Punch tries a new release from Crowned Heads — sorta.

Crowned Heads Las Mareas cigarPlease excuse the lack of clarity of this photo. The smart phone I usually use to take these photos is out for repair so I took this picture with a brick to which I taped a piece of broken bourbon bottle for a lens.

Jon Huber has been doing an almost “stealth” release of this Las Mareas by dribbling it out to select retailers without a lot of fanfare. When I say “release” I mean “pre-release” — not to be confused with the pre-pre-release which some stores got back in September which had Xeroxed bands — this “pre-release” was sent out in November. It is scheduled to be “released” at this year’s IPCPR in July.

Here is what I know about this stick: It is a Nicaraguan puro with a Corojo 99 wrapper and it has a light turquoise ribbon around the foot, and is made at the My Father factory. That’s it.

I picked up mine in mid-December from my favorite local shop, Big Sticks Fine Cigars in Mesa, Arizona. At that time the cigar was clearly freshly made and spongy wet. After letting it rest for around three weeks I’m going to give it a try.

The wrapper on this one is quite toothy and has multiple large veins giving it a lot of character and a rugged look. Yeah — I could see John Rambo working one of these in a jungle behind enemy lines.

The big punch gives a medium-tight draw which has a bit of wintergreen with leather and chicken gizzards. My tongue got pepper sting just from contact.

After an  ⅛ inch warm up the first impression is a medium intensity hardwood and leather with pepper — the name of a rock band I played in back in college. Pepper was the lead singer, and man was she hot. My first touch-up doesn’t count, since I may not have given it a fair start. Stick around — let’s see where this goes …

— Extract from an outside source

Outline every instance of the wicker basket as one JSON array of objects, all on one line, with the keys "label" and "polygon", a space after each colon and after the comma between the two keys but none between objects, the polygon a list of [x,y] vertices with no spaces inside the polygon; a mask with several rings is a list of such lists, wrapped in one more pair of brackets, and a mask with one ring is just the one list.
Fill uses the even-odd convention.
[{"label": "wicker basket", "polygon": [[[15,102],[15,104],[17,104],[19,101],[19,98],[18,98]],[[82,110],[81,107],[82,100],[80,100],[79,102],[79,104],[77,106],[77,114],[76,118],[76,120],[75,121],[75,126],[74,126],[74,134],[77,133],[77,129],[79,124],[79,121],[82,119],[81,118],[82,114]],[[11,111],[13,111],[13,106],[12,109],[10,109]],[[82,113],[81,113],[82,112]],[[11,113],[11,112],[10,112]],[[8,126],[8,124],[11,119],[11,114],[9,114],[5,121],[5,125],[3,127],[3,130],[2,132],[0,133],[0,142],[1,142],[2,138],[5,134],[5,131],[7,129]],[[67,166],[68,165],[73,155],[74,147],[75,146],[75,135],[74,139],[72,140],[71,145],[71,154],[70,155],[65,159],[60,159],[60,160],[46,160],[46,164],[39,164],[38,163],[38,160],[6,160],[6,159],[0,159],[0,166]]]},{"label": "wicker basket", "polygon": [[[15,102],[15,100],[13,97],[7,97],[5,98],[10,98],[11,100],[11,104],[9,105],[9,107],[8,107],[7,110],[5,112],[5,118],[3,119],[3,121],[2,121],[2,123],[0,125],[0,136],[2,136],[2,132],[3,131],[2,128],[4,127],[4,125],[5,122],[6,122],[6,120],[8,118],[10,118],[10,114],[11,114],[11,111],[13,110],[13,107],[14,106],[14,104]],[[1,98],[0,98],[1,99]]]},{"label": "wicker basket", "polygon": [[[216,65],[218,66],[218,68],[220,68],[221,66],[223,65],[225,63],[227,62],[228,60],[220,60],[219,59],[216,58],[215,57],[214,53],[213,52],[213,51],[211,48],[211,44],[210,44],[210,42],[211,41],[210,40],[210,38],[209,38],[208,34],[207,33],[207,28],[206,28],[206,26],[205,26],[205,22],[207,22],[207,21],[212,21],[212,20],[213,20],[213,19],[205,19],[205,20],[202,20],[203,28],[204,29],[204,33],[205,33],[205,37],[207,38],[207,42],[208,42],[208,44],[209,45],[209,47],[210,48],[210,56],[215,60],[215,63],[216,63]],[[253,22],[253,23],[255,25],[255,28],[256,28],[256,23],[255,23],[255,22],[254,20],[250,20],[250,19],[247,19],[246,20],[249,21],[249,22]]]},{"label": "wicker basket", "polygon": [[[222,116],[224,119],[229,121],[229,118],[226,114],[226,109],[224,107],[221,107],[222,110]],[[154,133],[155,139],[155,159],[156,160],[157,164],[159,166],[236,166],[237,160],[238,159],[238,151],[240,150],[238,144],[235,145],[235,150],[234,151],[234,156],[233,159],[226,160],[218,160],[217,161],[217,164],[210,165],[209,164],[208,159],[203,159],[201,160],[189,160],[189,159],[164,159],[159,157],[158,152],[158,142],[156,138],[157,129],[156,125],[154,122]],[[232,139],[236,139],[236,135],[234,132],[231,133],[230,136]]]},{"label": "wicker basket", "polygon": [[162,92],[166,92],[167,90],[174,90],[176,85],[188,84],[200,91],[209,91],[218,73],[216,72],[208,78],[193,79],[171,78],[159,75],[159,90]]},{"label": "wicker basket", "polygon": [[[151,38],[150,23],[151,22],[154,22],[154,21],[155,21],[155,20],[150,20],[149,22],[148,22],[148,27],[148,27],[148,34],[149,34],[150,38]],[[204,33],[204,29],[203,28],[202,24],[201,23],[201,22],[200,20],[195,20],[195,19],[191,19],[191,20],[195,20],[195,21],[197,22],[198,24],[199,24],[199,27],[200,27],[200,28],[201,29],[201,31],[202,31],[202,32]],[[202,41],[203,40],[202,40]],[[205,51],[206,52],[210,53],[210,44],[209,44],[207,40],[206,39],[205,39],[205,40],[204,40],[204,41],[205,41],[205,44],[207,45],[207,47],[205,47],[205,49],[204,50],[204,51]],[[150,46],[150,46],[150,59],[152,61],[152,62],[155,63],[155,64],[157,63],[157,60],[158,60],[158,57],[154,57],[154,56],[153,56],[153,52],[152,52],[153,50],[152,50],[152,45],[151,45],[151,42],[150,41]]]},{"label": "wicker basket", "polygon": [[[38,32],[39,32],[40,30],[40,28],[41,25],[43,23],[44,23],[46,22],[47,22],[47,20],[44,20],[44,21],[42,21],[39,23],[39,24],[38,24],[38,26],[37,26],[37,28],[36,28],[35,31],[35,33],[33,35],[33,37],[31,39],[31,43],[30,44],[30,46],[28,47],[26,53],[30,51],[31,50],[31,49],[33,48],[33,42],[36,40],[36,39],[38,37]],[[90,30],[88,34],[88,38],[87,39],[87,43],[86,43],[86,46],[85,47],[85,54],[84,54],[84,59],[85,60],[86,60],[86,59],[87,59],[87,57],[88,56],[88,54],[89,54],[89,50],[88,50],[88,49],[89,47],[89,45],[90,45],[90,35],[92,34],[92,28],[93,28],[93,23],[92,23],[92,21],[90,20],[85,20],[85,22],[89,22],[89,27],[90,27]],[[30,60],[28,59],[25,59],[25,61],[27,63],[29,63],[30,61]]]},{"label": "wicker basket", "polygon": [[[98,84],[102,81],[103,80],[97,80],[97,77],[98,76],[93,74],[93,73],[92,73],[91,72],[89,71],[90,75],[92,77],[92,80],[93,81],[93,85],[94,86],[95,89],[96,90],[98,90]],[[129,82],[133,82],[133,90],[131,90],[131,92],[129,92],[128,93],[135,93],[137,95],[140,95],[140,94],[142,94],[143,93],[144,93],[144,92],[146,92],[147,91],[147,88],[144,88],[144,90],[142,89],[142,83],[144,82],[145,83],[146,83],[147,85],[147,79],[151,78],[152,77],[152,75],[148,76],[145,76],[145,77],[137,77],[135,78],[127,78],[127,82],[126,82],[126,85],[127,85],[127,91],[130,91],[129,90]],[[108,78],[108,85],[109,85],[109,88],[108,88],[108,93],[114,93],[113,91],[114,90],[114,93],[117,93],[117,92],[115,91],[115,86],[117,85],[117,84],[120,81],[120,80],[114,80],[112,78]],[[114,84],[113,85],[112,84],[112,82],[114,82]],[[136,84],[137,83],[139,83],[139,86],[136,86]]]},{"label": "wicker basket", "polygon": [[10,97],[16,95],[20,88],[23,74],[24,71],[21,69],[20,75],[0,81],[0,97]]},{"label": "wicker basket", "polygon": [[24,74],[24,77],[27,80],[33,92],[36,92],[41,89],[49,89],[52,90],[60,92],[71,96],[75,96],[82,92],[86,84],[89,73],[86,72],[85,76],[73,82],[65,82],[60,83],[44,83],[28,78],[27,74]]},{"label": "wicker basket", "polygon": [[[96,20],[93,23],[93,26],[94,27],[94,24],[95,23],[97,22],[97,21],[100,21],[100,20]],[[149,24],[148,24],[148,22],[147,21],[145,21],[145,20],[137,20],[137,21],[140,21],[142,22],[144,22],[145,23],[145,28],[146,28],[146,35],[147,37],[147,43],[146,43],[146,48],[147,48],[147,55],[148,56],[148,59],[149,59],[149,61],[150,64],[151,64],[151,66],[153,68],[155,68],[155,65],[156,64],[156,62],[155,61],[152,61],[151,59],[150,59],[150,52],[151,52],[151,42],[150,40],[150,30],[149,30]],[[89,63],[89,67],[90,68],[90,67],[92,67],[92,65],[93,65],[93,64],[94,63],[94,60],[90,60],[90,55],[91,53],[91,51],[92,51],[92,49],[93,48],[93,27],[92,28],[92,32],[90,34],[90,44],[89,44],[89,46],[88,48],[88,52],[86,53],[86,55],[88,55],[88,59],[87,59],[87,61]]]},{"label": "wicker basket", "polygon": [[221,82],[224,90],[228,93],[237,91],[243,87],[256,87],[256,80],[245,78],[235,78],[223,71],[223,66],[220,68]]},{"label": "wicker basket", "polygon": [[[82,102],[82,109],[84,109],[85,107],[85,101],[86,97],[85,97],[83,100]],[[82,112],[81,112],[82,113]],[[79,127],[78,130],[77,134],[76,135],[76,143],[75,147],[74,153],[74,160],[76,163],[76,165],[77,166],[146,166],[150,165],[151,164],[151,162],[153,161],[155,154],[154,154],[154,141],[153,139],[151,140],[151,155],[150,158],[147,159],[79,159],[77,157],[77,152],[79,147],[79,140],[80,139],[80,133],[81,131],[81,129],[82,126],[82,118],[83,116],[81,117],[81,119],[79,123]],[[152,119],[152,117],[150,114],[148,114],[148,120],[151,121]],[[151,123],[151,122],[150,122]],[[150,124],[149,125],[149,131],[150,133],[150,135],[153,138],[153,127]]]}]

… A serious profile — what I call classic, with an extra measure of white pepper.

… Pizza crust.

At 1‑½” in a rich vegital complexity drops in for a visit with some cardboard tagging along.


By the second third it has crossed over the top in both intensity and complexity. After ½” of that the intensity drops back to medium while the complexity remains full — chlorophyll, wintergreen and spruce.

The last third is a steady decline in both intensity and complexity, shifting back to the original profile of woody leather minus the pepper.

Summary: I really enjoyed this Crowned Heads Las Mareas. It started with a classic hardwood/leather/white pepper character which ballooned around the first third mark to an intense complexity of vegital chlorophyll, wintergreen and spruce. From there it rolled out to a mild woody leather ending. The construction and burn were great, contributing to a very pleasant smoking experience, well worth the $9 price. This is not for the cigar neophyte, but rather for the experienced smoker who is looking for some pop in a cigar without fatiguing the palate.